Гэрэл отвел глаза и почти просительно сказал:
— Всё равно не понимаю, что вы здесь делаете.
— Хозяин этой лавки болен. А его дочери, Момоко, всего семь, и ей сейчас приходится очень нелегко — она и ухаживает за отцом, и пытается заработать денег в лавке. Она попросила меня присмотреть за лавкой, пока ходит за лекарствами — разве я мог отказаться? По-моему, у меня неплохо получается.
— Она знает, кто вы?
— Конечно, нет. Знаете, почему я не попытался упразднить этот дурацкий закон о том, что Сын Неба должен скрывать лицо?

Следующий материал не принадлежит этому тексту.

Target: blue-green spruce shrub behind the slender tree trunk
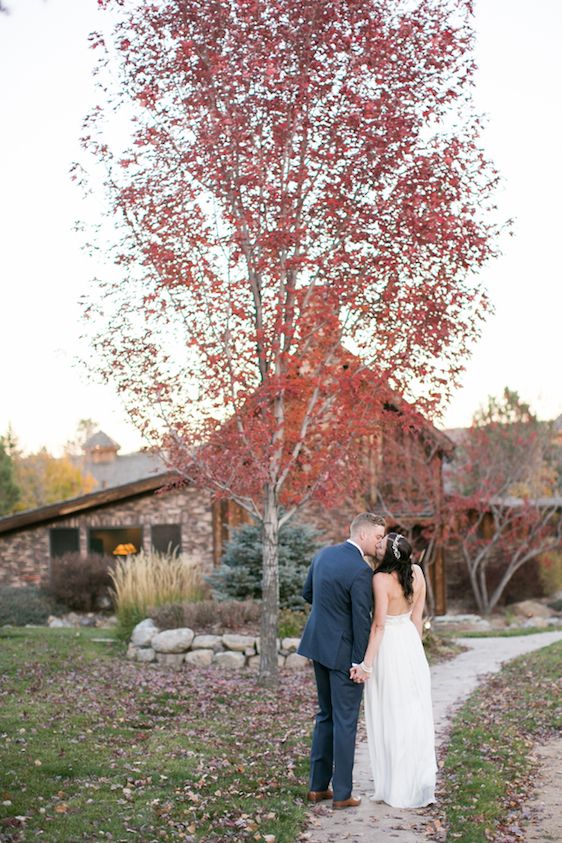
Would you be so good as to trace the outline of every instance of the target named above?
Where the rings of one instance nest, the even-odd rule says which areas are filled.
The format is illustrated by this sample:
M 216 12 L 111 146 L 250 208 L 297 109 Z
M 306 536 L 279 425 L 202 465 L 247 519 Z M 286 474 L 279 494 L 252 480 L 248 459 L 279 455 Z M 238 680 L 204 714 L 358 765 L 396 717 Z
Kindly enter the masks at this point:
M 279 532 L 279 605 L 303 609 L 303 583 L 312 556 L 318 549 L 317 534 L 299 524 L 284 525 Z M 261 600 L 262 534 L 254 524 L 234 531 L 226 546 L 222 565 L 207 581 L 216 600 Z

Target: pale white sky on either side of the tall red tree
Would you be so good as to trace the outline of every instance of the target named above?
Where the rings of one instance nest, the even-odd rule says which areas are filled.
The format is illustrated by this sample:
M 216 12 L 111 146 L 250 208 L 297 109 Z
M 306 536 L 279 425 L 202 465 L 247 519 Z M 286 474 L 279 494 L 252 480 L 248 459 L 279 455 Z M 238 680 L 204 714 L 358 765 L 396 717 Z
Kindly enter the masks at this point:
M 76 364 L 79 296 L 95 269 L 72 227 L 84 216 L 68 171 L 93 101 L 88 33 L 97 0 L 6 0 L 0 15 L 0 434 L 60 453 L 81 418 L 142 443 L 110 386 Z M 562 0 L 477 0 L 477 105 L 515 219 L 484 270 L 490 317 L 445 427 L 470 424 L 505 385 L 541 418 L 562 413 Z

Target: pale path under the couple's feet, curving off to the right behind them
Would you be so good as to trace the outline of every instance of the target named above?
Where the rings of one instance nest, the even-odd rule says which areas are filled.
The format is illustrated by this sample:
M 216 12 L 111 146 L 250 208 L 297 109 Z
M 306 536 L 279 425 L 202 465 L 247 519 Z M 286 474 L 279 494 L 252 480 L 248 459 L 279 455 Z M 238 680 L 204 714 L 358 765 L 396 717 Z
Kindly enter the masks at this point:
M 474 690 L 484 674 L 496 672 L 503 662 L 516 656 L 561 641 L 562 632 L 457 640 L 469 649 L 431 669 L 437 746 L 444 739 L 455 708 Z M 312 808 L 305 839 L 310 843 L 419 843 L 425 824 L 423 809 L 410 811 L 371 802 L 371 790 L 367 744 L 361 741 L 357 745 L 354 770 L 354 793 L 362 797 L 361 805 L 344 811 L 332 811 L 329 803 Z

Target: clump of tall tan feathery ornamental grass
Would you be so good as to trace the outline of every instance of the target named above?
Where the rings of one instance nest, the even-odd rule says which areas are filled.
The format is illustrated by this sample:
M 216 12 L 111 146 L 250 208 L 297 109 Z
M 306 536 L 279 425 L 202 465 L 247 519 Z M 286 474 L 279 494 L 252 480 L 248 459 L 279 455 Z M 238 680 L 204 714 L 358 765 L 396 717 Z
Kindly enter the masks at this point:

Никто в городе не знает, как я выгляжу, и даже во дворце знают немногие. Я могу бродить, где захочу, и видеть, что происходит в городе и как живут простые люди. Я своими глазами вижу, как кто работает, кто достоин награды, а кто — наказания. И несколько моих доверенных людей делают так же. И министры знают об этом, поэтому в их докладах и финансовых отчетах уже очень давно нет ни слова вранья…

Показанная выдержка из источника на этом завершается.